Am nächsten Morgen holt uns Progress mit dem Jeep ab. Der Naturführer strahlt mit seinen Muskeln und dem lässigen Lachen eine angenehme Portion Sicherheit aus, doch wird er uns vor den Big Five der afrikanischen Tierwelt – Elefanten, Löwen, Nashörner, Büffel und Leoparden – im Namib-Rand-Naturpark gar nicht beschützen müssen. Dafür begegnen wir prachtvoll gemusterten Chamäleons mit Glupschaugen, Springböcken, die wie Flummis durch das gelbe Steppengras titschen, und Oryx-Antilopen, die mit ihren antennenartigen Hörnern so aussehen, als würden sie den Buschfunk abhören.
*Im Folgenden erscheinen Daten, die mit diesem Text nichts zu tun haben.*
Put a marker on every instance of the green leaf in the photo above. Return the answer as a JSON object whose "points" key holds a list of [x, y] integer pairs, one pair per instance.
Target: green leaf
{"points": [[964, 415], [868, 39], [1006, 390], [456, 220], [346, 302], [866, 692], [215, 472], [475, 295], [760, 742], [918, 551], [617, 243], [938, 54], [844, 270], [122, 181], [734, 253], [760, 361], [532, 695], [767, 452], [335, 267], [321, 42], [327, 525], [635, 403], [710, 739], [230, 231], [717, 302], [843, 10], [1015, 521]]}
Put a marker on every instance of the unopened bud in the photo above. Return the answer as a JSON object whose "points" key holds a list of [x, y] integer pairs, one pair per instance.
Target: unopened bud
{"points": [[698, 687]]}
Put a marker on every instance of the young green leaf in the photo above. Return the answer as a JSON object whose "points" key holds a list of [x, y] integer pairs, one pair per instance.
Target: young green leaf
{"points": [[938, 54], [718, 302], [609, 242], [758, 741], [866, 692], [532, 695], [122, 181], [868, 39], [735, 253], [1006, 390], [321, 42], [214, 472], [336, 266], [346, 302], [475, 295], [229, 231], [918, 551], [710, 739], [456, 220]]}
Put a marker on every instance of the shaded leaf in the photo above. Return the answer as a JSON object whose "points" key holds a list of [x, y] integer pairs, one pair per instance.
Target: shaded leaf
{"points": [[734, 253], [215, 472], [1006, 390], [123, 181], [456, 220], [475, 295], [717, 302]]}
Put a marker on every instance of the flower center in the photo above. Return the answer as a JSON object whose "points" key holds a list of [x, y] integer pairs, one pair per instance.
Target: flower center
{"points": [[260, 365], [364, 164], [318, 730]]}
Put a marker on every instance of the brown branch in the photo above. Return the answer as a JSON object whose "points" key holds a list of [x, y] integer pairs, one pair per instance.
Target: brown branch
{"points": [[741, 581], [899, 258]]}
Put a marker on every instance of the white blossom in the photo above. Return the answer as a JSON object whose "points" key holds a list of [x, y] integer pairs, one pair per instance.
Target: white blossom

Wir beobachten ein todesmutiges Erdhörnchen, das eine Schlange neckt, sehen eine Käferart, die ihren Flüssigkeitsbedarf deckt, indem sie ihr Hinterteil in den Morgennebel reckt, und besuchen ein Projekt zur Wiederansiedelung von Geparden. Die Tiere leben in einem riesigen Gehege und tragen Halsbänder mit Sendern, damit die Ranger ihr Wohlsein überwachen können.

Namibia Antilopen
Die Big Five treffen wir auf unserer Safari nicht, dafür aber Antilopen …
Namibia Geparden
… und Geparden.

Und dann präsentiert uns Progress das Mysterium der Feenkreise – kahle Stellen im Gras, die aussehen, als würde die Wüste unter einem Ekzem leiden. Progress sagt, dass die Entstehung der Fairy Circles bis heute nicht abschließend geklärt sei, weswegen eine beachtliche Auswahl an Theorien existiere. Sind es Fußstapfen von Urzeitviechern? Ist hier ein Schwarm von Ufos gelandet oder ein Meteoritenhagel eingeschlagen? Haben Termiten den Boden unfruchtbar gemacht oder eine toxische Pflanze? Hat die Vegetationslosigkeit mit Gasentwicklungen im Boden zu tun? Oder sind die Kreise etwa Feentanzplätze?

Namibia Feenkreise
Um die Entstehung der Feenkreise ranken sich viele Theorien.
Fotos: pa

Abends, als sich die Sonne zum Schlafen anschickt und ihre letzten Strahlen wie Kerzenschein über die Weite fluten, weiß ich nicht, ob ich andächtig schweigen oder vor Verzückung jubeln soll. Und ob ich mir vor der Abreise für 500 Namibische Dollar (rund 40 Euro) nicht noch einen Feenkreis zulegen will. Das Geld würde der Namib Rand Conservation Foundation zugute kommen, die sich für Umweltschutz, nachhaltigen Tourismus und Bildung engagiert.